NIST suggests VoIP caution

Links Special Publication 800-58

IP telephony, or voice over IP, poses significant security problems that are challenges at the moment but will become easier eventually, security experts at the National Institute of Standards and Technology say in a draft report released this month.

The authors of the new report say it could be several years before the uncertainty about competing standards is resolved and VoIP systems become mainstream. In the meantime, federal agencies should be careful to acquire the right hardware and software for making their VoIP systems secure.

The authors, Richard Kuhn, Thomas Walsh and Steffen Fries, warn that attempting to integrate VoIP into an already congested data network "could be disastrous for an organization's technology infrastructure."

Because it is unknown which signaling protocol will emerge as a winner in the marketplace, federal agency officials interested in VoIP should buy gateways and other network devices that support both the H.323 protocol and the Session Initiation Protocol, or SIP.

Agency officials must also weigh VoIP security considerations when they select a virtual private network.
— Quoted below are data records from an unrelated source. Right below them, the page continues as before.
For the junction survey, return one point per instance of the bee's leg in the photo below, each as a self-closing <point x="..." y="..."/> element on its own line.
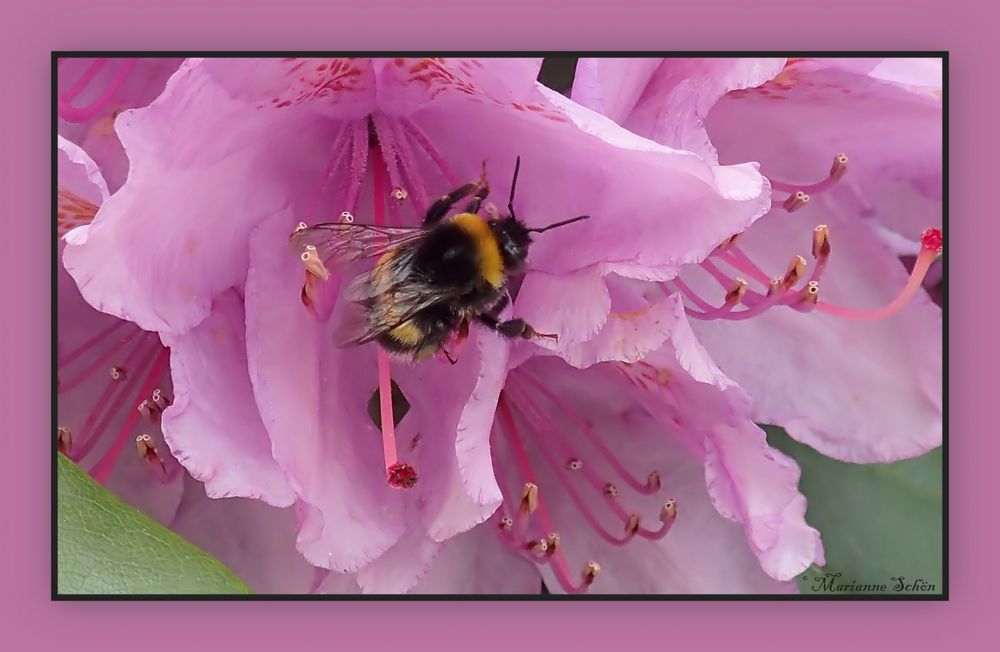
<point x="440" y="208"/>
<point x="477" y="200"/>
<point x="514" y="328"/>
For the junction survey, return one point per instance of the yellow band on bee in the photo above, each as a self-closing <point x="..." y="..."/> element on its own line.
<point x="490" y="261"/>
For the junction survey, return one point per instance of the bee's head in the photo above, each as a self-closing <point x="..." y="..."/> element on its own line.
<point x="513" y="238"/>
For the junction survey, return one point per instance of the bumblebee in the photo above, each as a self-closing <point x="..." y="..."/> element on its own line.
<point x="429" y="282"/>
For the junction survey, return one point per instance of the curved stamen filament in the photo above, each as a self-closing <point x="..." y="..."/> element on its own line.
<point x="71" y="113"/>
<point x="84" y="79"/>
<point x="592" y="437"/>
<point x="112" y="399"/>
<point x="924" y="261"/>
<point x="86" y="346"/>
<point x="338" y="150"/>
<point x="601" y="486"/>
<point x="101" y="360"/>
<point x="390" y="156"/>
<point x="837" y="170"/>
<point x="102" y="469"/>
<point x="557" y="560"/>
<point x="410" y="172"/>
<point x="425" y="144"/>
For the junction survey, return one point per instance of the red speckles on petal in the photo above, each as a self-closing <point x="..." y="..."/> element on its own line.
<point x="317" y="79"/>
<point x="401" y="475"/>
<point x="73" y="211"/>
<point x="933" y="240"/>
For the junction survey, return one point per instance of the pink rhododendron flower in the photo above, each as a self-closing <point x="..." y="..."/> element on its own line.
<point x="114" y="384"/>
<point x="846" y="356"/>
<point x="92" y="92"/>
<point x="234" y="153"/>
<point x="113" y="377"/>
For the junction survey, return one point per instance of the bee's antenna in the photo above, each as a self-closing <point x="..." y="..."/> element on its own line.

The NIST document discusses in detail the pluses and minuses of end-to-end VPNs versus firewall-based VPNs.

Security measures can cause numerous complications in VoIP applications, not least of which are firewall-induced delays in setting up calls or encryption-produced latency, the report says.

Another source of complication is the common use of Network Address Translation, a security technique that permits several computers within a local-area network to share an IP address. NAT creates a situation analogous to a telephone network in which several phones have the same telephone number.